Matching-adjusted indirect comparison of efficacy and safety of lisocabtagene maraleucel and mosunetuzumab for the treatment of third-line or later relapsed or refractory follicular lymphoma.

Abstract

Background: The treatment landscape for relapsed or refractory (R/R) follicular lymphoma (FL) has changed with the introduction of anti-CD19 chimeric antigen receptor T-cell therapies, including lisocabtagene maraleucel (liso-cel) and CD20 × CD3 bispecific T-cell-engaging monoclonal antibodies such as mosunetuzumab. Liso-cel and mosunetuzumab have demonstrated positive benefit-risk profiles for third-line or later (3L+) treatment of patients with R/R FL and are approved treatments for these patients. In the absence of a prospective, randomized study, we conducted an unanchored matching-adjusted indirect comparison (MAIC) to assess the efficacy and safety of liso-cel and mosunetuzumab for 3L+ treatment in patients with R/R FL.

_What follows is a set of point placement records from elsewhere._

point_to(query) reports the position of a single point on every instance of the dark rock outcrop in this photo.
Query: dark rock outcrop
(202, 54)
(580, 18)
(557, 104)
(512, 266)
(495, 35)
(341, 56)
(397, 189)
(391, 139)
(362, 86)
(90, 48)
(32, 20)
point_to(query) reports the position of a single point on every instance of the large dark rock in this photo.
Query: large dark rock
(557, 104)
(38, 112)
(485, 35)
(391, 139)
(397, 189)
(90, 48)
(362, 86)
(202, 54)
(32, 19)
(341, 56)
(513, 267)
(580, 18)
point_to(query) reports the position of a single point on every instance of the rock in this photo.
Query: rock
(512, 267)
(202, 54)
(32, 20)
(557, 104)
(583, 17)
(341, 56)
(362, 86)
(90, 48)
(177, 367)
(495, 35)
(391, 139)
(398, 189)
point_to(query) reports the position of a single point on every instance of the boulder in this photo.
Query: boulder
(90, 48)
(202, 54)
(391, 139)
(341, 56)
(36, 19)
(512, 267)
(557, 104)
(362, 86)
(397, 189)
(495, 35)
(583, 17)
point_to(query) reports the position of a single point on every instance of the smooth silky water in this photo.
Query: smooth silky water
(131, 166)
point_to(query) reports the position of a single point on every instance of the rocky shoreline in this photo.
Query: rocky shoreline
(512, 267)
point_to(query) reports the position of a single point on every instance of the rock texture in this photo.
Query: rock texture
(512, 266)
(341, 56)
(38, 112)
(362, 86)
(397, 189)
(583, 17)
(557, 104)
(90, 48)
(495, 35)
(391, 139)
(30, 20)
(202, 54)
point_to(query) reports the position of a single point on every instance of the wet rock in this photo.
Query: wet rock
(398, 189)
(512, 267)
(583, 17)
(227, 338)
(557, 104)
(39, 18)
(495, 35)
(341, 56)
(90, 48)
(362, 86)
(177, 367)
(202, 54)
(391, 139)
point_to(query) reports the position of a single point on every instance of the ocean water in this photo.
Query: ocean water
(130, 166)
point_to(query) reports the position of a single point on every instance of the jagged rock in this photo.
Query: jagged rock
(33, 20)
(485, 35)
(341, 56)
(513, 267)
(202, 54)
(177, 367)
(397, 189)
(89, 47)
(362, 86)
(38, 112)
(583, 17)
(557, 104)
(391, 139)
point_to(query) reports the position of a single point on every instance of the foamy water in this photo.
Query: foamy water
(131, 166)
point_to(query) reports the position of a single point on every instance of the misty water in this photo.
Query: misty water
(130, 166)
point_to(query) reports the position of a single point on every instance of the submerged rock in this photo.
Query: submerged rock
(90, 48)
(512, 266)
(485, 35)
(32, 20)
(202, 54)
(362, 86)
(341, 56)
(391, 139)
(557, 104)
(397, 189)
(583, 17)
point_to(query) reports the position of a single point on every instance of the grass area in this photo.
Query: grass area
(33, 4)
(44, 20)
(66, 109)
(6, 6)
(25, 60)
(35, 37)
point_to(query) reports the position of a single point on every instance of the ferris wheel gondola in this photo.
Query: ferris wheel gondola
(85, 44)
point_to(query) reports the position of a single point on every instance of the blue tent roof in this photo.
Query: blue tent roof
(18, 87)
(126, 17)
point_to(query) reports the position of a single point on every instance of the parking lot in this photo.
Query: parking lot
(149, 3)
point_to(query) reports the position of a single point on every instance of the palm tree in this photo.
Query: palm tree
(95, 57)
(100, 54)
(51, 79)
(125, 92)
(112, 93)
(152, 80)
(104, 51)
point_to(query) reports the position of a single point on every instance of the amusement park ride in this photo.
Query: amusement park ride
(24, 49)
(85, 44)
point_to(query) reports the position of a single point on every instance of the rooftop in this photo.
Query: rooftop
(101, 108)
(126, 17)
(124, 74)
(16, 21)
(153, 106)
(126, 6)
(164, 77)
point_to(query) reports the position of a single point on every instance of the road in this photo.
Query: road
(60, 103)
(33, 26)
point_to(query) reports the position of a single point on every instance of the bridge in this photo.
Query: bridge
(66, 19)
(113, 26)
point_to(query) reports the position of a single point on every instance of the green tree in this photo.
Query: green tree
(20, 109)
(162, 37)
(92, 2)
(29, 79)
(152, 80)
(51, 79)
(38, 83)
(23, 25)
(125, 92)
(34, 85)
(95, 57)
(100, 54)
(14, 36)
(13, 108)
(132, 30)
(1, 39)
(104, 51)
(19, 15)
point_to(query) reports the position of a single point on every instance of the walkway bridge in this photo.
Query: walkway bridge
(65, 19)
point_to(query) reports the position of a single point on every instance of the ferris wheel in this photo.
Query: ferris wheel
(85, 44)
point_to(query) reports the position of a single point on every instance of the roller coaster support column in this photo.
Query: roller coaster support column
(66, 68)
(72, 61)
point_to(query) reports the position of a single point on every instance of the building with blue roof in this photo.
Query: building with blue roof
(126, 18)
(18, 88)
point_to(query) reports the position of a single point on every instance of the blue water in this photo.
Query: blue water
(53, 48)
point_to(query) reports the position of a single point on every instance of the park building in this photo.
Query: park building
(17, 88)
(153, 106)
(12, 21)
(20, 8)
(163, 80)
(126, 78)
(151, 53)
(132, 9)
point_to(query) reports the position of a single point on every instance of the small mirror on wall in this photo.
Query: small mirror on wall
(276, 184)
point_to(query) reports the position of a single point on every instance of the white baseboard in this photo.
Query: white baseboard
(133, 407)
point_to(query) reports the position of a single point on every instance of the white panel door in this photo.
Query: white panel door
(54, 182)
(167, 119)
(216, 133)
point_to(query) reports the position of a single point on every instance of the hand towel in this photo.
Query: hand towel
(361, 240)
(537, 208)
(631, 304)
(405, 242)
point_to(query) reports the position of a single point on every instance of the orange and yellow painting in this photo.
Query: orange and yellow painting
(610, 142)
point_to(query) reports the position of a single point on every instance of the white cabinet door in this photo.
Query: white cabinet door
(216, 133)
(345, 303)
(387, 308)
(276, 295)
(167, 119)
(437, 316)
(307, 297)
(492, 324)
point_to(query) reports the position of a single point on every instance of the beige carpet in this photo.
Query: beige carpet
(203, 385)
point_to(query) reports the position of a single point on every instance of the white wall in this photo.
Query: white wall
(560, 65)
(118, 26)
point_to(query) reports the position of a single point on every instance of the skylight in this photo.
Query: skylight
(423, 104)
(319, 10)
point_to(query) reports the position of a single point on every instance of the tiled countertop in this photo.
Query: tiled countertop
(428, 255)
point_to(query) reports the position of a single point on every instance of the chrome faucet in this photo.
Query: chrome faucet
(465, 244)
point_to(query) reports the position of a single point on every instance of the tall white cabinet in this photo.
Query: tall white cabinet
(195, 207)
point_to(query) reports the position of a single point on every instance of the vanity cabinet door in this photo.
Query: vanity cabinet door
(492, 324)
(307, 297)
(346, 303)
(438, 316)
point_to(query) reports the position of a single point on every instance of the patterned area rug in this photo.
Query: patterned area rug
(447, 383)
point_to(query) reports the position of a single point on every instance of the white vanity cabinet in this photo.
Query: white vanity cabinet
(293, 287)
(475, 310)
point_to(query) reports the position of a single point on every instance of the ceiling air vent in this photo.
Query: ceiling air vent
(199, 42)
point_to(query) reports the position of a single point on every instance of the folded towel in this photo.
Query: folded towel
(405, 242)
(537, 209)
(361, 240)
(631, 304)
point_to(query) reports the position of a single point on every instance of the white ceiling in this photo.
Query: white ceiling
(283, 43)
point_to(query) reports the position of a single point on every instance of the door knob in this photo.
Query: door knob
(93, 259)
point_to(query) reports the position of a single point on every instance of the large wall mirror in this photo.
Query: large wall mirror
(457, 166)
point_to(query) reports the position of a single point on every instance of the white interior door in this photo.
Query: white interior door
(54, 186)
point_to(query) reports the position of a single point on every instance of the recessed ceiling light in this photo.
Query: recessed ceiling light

Methods: Unanchored MAICs were performed to estimate relative treatment effects between TRANSCEND FL (NCT04245839) and GO29781 (NCT02500407). For TRANSCEND FL, the leukapheresis set (N = 114) was used for primary comparisons of the following efficacy endpoints: objective response rate (ORR), complete response (CR) rate, duration of response (DOR), and progression-free survival (PFS). The treated set (N = 107) was used for comparisons of the following safety endpoints: cytokine release syndrome (CRS), neurological events (NE), serious infections, and use of corticosteroids or tocilizumab for CRS. Sensitivity analyses were conducted for efficacy using the TRANSCEND FL treated efficacy set (N = 101).

Results: After adjustment, liso-cel was associated with higher ORR (odds ratio [OR] = 3.78, 95% confidence interval [CI] 1.48‒9.67]) and CR rate (OR = 6.46, 95% CI 2.85‒14.65), and improved DOR (hazard ratio [HR] = 0.45, 95% CI 0.26‒0.77) and PFS (HR = 0.28, 95% CI 0.16‒0.49) compared with mosunetuzumab. Results remained consistent across sensitivity analyses. Liso-cel had a lower incidence of grade ≥ 3 CRS (OR = 0.45, 95% CI 0.04‒5.13), grade 3‒4 serious infections (OR = 0.35, 95% CI 0.12‒1.03), and corticosteroid use for CRS management (OR = 0.14, 95% CI 0.03‒0.65); however, liso-cel exhibited higher incidence of any-grade CRS (OR = 1.86, 95% CI 1.01‒3.43), any-grade NEs (OR = 2.16, 95% CI 0.72‒6.44), and tocilizumab use for CRS management (OR = 2.27, 95% CI 0.86‒5.99).

Conclusions: Findings highlight a potential positive benefit-risk profile of liso-cel over mosunetuzumab as a 3L+ treatment for R/R FL.